As adults, we all can agree that time flies. Days turn into months, which turn into years… and before you know it, your baby will be graduating high school and off to get his $20,000 a year education.
Nervous? The idea of paying for a child’s education can be intimidating, but it doesn’t need to be. If you start saving when they are young, you’ll have a much better chance of being able to pay for your child’s education.
The best place to start is with the 529 Plan. Contributions to 529 plans are not tax deductible, but they are also not taxed. So long as the money is used on education and related expenses, the government takes no money out. 529 plans have not done particularly well in the last few years, as most stocks, bonds and mutual funds took serious hits during the financial crisis. But if your child has a few years to go before reaching university age, they are one of the best plans to save in.
Speak with your financial advisor to set up a 529 in your name, indicating your child as the beneficiary.
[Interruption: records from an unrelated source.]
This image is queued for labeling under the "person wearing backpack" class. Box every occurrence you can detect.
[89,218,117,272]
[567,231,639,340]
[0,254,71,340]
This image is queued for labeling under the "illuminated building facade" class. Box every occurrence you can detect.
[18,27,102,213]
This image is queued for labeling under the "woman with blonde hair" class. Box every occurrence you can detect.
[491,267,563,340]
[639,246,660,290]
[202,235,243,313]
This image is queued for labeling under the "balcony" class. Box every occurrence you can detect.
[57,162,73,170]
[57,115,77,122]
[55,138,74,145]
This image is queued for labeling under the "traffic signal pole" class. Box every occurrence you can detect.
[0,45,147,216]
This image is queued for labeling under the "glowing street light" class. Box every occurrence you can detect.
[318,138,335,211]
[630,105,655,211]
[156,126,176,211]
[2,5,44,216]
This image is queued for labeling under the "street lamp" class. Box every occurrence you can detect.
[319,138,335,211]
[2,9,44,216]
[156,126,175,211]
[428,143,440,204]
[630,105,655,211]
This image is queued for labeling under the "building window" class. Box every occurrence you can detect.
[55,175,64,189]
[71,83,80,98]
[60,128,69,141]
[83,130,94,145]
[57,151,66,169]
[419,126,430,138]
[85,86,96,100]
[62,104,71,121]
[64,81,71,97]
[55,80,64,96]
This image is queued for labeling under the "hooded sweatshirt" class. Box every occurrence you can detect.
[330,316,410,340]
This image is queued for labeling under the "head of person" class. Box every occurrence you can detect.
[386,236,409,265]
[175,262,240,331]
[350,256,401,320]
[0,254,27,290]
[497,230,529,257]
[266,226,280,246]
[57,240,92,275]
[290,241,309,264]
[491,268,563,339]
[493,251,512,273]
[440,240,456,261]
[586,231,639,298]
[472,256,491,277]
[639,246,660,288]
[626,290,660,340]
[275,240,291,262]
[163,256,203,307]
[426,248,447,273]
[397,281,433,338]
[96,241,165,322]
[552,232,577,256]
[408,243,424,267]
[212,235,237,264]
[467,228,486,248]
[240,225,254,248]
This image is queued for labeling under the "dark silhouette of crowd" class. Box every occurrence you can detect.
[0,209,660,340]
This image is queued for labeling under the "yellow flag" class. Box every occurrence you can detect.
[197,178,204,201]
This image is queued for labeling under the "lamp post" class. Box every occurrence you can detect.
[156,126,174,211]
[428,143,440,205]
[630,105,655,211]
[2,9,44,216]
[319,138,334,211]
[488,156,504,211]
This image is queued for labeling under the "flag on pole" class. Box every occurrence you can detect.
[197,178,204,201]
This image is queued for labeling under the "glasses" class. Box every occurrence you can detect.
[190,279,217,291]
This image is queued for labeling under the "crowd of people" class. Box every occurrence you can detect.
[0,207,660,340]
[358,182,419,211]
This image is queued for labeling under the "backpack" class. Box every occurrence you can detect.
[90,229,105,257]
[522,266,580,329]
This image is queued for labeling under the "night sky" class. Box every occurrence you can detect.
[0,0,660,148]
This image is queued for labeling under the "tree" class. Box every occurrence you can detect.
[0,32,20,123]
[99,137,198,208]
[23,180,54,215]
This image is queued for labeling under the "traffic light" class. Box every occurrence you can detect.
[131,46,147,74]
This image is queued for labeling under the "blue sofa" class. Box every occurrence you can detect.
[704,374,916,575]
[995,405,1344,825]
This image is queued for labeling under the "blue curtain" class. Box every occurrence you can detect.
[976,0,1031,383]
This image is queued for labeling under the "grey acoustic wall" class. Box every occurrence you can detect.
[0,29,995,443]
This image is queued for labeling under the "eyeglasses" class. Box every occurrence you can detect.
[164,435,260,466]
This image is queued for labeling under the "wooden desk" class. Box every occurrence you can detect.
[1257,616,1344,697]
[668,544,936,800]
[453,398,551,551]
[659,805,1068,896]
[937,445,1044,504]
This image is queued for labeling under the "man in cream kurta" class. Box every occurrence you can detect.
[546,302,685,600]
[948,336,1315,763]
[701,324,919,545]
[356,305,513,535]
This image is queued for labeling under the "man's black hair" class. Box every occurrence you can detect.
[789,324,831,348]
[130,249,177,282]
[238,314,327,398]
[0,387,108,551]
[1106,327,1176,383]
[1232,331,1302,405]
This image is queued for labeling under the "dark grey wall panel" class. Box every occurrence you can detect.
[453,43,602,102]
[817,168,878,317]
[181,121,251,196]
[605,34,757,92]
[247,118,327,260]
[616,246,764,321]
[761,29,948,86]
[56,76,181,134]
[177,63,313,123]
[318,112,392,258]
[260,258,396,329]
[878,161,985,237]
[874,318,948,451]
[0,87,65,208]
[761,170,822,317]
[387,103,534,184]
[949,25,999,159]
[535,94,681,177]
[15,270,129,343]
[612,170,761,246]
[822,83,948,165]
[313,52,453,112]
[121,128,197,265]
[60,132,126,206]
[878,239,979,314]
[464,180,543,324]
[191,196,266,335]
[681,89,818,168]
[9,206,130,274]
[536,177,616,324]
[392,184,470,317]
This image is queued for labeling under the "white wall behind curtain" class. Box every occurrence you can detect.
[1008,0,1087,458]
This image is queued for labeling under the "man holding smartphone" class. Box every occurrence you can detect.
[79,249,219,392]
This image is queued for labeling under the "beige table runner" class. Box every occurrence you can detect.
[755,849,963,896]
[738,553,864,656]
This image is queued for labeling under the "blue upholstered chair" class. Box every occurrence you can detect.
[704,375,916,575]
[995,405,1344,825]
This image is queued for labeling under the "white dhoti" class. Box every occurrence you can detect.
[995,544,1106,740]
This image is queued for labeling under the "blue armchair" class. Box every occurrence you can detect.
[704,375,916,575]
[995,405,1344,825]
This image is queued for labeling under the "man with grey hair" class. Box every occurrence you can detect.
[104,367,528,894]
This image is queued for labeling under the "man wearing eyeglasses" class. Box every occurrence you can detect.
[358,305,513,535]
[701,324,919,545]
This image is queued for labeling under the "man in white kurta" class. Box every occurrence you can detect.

You can also set up a 529 if you are a grandparent looking to help your grandchildren with their education. 529s work incredibly well as a savings mechanism because the money is not counted against your child when applying for financial aid, as the account is in your name. If the account is in the grandparent’s name, even better – the money doesn’t exist in your immediate family when FAFSA goes over those aid applications.
529 plans don’t expire; if your child finishes his or her education without draining the account and can be given to a relative without taxes being paid, so long as the money still goes to education.